The standardized Praxis I test is one of the most often used assessments for teacher certification and license. The abbreviation for this test is the Pre-Professional Skills Test (PPST). A great deal of attention was paid to the skills of reading, writing, and critical thinking. It’s a good idea to take this test in advance of the certification exam in order to prepare.
There are now 44 states and the District of Columbia where the Praxis test is mandated, as well as the US Virgin Islands (USVI). Additional information about the states may be found on the website of the Educational Testing Service (ETS).
When it comes to teacher certification, there is one exception: Florida has its own state Department of Education in charge of this procedure. A bachelor’s degree and completion of a state-approved teacher preparation program are prerequisites for becoming a teacher. Required by Florida law, teachers must take a certification exam (FTCE). The certification process may be found on the Department’s website.

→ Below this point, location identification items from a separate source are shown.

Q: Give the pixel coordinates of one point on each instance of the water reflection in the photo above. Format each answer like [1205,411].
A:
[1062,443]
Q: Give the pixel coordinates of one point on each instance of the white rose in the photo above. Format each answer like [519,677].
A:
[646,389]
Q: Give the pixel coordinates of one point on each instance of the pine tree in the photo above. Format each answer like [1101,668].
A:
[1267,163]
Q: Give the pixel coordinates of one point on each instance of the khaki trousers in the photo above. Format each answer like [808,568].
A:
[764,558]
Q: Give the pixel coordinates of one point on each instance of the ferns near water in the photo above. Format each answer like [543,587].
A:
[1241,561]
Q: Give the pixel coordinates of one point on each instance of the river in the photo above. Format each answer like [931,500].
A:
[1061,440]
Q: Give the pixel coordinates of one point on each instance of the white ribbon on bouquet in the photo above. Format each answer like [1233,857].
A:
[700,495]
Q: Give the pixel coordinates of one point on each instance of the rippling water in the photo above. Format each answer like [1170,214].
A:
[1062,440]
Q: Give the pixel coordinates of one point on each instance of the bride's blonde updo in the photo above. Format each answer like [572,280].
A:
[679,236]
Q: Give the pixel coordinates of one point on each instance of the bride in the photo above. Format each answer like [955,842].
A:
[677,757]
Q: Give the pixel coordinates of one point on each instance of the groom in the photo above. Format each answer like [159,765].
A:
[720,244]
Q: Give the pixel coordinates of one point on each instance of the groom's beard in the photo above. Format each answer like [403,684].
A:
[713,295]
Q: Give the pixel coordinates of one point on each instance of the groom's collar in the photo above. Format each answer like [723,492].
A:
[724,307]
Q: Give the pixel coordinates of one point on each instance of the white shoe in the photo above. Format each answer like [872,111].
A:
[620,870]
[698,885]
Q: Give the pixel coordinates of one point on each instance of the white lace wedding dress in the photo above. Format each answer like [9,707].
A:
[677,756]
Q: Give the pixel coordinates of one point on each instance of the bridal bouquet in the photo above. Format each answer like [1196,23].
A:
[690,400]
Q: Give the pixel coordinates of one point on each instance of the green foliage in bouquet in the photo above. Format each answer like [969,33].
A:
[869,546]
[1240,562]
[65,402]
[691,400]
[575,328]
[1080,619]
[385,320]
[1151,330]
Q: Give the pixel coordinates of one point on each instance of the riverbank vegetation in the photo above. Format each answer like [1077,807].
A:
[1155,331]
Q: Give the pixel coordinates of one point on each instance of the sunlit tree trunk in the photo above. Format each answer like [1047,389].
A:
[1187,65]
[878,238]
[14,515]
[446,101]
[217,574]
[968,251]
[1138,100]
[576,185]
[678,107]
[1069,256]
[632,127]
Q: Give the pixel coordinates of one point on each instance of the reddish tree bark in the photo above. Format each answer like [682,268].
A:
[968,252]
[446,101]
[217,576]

The exam can be taken on paper or on a computer, depending on the preference of the test taker. There are 127 questions in all, broken down into three portions, in the first approach. An essay question was also included. Paper-based exam takers got less questions for some reason.
In the case of applicants who chose the computer-based test, they had the option of taking the exam in two two-hour sessions. One session lasting up to 4.5 hours was an option as well. The paper test might be completed in a single three-hour session by those who choose to take it.
The Praxis I was divided into three examinations, as specified. The Reading Comprehension Test evaluated students’ ability to read and write. Calculus concepts were tested in the test. The writing test was designed to evaluate your written communication skills and grammar skills.
Exam by Computer
Candidates were asked to read a variety of lengthy (200 word) and short (100 word) passages throughout the reading part. Each paragraph had two to seven questions regarding the facts and terminology. The time limit for this session was 75 minutes to complete 46 questions.
The math tasks ranged from problem solving to algebra, geometry, and data analysis. The time restriction was the same as stated previously.
The writing session was divided into two parts: forty-four multiple-choice questions with a time restriction of thirty-eight minutes and a thirty-minute essay. Language usage, sentence structure, syntax, and writing mechanics were all tested. Candidates were required to prepare an essay expressing their thoughts on a topic of their choice.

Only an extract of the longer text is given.